New Zealand would need to reduce livestock methane emissions by up to 22 per cent by 2050 to stop any additional global warming, official research shows.

This would likely require a serious reduction in the number of livestock farmed, unless new and untried technologi­es can be shown to work. Livestock contribute the vast majority of our methane emissions, mostly through belching.

The release from the parliament­ary commission­er for the environmen­t throws a wrench into an emerging consensus across the country that ‘‘stabilisin­g’’ New Zealand’s short-lived methane emissions at current levels could be a viable option to stop warming.

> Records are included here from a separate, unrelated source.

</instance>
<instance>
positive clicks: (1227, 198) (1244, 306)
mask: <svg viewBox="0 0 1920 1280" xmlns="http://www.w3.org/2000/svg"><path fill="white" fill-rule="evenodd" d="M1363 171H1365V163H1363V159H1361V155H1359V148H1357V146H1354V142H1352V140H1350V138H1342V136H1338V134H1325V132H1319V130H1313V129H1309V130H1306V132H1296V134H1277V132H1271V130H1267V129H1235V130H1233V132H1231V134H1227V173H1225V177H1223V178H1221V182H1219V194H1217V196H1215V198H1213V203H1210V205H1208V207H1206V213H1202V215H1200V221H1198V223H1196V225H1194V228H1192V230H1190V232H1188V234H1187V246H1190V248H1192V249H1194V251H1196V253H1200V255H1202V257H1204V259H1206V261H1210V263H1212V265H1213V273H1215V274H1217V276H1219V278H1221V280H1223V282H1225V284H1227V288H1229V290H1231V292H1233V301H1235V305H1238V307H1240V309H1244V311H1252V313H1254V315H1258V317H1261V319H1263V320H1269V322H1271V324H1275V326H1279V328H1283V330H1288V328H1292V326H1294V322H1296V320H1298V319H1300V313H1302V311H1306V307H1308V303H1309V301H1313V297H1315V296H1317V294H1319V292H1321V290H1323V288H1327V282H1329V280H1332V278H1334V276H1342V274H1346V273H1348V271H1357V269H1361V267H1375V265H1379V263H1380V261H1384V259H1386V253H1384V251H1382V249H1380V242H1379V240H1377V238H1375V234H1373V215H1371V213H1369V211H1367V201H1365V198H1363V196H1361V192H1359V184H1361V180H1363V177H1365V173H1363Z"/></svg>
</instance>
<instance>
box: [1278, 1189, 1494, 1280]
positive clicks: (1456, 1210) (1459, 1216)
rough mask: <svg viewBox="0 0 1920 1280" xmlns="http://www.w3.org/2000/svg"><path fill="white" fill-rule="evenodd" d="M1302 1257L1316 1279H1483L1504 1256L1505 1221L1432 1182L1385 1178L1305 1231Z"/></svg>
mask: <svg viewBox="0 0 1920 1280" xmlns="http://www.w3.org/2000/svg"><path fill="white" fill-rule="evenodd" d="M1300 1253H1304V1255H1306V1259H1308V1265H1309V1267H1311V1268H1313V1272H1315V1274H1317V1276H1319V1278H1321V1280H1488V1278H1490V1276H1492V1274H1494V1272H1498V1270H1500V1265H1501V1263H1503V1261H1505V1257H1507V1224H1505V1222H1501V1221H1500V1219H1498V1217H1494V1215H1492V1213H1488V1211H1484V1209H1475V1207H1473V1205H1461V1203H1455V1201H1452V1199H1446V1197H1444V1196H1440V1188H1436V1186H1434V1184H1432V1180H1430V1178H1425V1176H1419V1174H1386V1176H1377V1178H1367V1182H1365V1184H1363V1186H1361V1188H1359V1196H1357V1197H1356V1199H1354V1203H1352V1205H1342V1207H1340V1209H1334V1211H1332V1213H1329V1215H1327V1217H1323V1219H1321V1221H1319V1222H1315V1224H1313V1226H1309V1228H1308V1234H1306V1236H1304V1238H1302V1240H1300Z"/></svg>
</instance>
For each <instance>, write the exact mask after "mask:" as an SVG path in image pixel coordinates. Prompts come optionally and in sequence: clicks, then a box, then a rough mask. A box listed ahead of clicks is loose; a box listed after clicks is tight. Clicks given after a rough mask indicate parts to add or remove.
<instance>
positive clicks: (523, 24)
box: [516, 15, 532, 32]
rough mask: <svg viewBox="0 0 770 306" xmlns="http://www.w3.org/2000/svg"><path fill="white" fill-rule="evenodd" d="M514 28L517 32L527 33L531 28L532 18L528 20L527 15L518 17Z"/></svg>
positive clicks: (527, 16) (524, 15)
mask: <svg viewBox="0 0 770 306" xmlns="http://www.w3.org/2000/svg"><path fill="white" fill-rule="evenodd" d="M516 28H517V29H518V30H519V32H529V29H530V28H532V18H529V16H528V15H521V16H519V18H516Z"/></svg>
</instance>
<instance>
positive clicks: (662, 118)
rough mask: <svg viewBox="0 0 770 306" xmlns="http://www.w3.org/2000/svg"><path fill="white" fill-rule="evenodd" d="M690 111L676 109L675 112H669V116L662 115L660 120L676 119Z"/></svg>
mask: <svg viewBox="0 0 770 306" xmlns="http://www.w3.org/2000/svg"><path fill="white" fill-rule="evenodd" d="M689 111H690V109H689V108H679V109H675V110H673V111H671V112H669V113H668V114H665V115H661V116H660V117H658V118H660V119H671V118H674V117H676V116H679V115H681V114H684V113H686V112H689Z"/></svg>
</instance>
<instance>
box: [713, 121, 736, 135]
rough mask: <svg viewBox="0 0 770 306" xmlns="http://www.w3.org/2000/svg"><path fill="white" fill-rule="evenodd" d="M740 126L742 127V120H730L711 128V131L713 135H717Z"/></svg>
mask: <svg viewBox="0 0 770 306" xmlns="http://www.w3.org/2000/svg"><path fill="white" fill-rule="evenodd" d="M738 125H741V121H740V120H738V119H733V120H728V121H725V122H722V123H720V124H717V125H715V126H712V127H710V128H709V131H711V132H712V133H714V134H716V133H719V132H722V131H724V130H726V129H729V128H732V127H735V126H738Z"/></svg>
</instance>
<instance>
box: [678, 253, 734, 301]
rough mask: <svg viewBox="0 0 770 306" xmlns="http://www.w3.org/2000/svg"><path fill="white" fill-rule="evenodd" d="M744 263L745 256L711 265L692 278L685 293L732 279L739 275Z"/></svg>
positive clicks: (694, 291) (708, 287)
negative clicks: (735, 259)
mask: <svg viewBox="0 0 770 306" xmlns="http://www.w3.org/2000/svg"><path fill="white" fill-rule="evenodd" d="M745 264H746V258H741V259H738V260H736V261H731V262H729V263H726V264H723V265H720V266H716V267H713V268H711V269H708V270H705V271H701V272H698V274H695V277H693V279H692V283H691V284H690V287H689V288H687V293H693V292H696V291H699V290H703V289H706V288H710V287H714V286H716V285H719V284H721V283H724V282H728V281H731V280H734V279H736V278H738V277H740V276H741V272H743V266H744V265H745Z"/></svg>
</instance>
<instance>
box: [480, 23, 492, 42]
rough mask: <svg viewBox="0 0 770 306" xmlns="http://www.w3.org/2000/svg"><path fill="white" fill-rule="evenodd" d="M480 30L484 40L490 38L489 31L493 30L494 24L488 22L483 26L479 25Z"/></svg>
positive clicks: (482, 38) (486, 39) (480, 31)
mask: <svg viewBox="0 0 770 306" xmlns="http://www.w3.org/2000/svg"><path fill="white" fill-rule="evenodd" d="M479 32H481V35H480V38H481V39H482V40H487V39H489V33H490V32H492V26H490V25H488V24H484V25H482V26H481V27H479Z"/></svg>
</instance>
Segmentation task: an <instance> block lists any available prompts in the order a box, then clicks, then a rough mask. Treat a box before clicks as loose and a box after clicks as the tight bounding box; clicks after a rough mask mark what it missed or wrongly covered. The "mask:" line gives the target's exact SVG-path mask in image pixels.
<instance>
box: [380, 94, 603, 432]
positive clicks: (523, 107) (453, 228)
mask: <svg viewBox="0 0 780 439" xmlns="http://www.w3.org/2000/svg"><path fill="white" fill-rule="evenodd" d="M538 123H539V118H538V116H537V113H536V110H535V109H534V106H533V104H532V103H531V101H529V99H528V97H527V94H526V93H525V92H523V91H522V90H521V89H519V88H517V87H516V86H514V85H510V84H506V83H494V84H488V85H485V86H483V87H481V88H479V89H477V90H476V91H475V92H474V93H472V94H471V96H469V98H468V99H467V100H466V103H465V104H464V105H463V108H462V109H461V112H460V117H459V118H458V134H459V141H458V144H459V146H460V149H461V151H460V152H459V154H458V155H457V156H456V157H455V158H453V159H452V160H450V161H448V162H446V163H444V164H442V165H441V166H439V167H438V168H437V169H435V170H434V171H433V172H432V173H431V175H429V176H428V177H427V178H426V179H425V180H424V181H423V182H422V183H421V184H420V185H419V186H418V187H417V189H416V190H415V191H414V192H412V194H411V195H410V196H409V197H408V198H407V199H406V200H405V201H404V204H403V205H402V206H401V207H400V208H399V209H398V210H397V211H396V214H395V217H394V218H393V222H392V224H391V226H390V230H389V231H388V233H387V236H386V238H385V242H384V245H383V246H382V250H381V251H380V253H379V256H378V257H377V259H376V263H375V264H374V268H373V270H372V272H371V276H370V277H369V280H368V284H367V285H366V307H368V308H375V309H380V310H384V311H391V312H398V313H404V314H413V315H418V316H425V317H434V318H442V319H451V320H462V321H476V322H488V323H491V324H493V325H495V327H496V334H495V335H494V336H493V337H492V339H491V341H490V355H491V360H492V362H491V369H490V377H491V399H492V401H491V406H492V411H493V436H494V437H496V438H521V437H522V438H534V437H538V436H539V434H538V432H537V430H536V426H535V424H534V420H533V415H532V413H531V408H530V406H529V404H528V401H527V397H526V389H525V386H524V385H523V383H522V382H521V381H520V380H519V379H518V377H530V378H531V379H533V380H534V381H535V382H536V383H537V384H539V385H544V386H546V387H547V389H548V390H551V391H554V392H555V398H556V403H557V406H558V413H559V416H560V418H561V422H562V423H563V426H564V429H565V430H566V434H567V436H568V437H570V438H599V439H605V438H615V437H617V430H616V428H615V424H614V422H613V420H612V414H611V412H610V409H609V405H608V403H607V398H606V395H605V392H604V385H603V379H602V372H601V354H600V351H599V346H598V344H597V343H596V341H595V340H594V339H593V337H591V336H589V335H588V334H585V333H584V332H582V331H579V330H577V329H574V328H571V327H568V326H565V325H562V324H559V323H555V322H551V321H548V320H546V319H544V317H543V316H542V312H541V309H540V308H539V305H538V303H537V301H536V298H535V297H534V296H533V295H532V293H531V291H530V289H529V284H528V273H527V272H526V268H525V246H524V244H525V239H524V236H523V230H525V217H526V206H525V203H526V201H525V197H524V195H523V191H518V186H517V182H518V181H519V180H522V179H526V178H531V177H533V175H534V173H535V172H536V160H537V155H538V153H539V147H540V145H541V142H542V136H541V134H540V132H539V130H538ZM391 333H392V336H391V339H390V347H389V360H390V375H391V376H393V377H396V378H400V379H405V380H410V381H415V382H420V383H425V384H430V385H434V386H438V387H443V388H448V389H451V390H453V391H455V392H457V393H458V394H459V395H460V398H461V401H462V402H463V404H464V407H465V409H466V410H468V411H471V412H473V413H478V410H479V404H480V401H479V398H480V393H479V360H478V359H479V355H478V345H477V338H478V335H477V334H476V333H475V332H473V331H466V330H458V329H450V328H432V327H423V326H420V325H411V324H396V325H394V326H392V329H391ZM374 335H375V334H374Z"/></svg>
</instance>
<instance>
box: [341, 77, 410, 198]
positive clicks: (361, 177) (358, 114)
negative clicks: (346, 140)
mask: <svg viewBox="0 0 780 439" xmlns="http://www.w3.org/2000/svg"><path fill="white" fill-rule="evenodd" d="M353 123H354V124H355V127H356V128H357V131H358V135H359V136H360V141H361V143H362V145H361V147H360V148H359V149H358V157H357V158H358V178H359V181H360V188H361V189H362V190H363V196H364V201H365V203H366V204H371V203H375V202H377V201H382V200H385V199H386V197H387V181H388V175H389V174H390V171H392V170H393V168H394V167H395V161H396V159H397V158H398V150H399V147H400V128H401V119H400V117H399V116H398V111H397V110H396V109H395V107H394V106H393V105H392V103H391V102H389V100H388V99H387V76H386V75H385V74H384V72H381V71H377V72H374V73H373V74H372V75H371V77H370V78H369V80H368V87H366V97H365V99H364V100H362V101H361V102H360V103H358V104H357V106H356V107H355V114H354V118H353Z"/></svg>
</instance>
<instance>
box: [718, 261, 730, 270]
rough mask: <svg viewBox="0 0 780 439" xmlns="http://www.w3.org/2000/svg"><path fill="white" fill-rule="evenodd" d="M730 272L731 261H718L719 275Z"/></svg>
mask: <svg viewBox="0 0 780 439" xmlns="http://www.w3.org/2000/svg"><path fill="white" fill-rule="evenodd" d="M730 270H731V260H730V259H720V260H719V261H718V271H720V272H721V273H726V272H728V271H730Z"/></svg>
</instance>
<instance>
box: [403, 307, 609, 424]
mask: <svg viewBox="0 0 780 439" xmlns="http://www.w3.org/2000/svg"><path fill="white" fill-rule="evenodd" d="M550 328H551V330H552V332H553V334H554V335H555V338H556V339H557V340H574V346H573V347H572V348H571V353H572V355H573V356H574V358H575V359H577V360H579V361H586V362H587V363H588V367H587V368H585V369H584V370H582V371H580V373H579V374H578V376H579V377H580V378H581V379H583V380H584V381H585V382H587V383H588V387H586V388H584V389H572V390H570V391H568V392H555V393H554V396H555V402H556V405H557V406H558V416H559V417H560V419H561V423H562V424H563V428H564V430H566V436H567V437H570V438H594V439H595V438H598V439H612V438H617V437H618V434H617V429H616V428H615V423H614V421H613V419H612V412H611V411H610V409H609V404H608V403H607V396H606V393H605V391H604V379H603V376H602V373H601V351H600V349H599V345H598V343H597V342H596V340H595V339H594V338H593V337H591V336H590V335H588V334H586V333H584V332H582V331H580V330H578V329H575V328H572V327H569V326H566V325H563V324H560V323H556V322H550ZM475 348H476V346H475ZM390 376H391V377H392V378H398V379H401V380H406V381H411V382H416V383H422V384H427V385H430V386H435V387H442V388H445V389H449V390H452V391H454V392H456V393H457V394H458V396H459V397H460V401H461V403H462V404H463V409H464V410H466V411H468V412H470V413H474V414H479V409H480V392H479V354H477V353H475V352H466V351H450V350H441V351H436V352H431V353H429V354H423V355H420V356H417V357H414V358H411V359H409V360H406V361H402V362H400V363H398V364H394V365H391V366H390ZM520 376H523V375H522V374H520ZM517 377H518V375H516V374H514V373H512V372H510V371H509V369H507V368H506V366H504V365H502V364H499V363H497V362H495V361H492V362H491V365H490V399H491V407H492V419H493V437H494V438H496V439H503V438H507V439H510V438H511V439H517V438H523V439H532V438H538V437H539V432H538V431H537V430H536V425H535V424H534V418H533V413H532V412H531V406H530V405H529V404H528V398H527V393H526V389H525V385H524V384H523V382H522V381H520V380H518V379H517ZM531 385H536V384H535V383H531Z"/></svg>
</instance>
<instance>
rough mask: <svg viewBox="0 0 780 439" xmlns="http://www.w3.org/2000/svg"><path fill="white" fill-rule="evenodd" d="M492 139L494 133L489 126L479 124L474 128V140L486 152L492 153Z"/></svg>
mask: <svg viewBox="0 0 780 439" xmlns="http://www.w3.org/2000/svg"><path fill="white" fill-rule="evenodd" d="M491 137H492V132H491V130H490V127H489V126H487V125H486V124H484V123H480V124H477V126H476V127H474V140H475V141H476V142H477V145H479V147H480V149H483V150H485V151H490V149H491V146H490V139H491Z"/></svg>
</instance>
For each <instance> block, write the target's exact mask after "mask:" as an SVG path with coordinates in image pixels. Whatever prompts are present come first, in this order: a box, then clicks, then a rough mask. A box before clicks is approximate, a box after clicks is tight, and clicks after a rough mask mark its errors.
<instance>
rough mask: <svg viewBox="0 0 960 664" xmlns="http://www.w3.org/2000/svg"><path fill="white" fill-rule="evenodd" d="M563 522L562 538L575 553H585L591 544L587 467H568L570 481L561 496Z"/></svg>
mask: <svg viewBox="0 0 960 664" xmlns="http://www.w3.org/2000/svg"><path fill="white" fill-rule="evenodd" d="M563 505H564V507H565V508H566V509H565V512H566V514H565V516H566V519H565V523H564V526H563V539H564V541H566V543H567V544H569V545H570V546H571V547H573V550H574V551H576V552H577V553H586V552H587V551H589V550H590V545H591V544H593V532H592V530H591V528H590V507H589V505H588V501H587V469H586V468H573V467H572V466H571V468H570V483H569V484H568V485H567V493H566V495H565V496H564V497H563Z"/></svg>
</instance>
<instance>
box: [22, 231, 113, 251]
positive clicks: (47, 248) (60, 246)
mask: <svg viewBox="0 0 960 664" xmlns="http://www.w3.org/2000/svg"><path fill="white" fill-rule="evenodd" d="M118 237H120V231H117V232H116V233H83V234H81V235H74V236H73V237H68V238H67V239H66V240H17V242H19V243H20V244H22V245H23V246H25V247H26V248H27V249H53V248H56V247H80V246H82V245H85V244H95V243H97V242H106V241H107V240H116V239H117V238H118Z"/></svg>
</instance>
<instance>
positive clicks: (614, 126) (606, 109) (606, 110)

It suggests that actual ‘‘stabilisat­ion’’ would still require a reduction in livestock or the success of new methods to lower emissions, such as special feeds, vaccines or tweaking livestock breeding.

Climate Change Minister James Shaw is currently consulting on plans for a Zero Carbon Act, which would set some kind of reduction target in law.

Parliament­ary commission­er and former National Party environmen­t minister Simon Upton is working on a wider report concerning the Zero Carbon Act but decided to put out this research from Andy Reisinger early in order to inform debate.

Federated Farmers vice-president Andrew Hoggard said the key point of the report was reductions of 10 to 22 per cent were needed by 2050, whereas earlier reports had said they just needed to be stabilised.

There are three goals for 2050 on the table – and none of them consider ‘‘no more warming’’ to be the actual goal.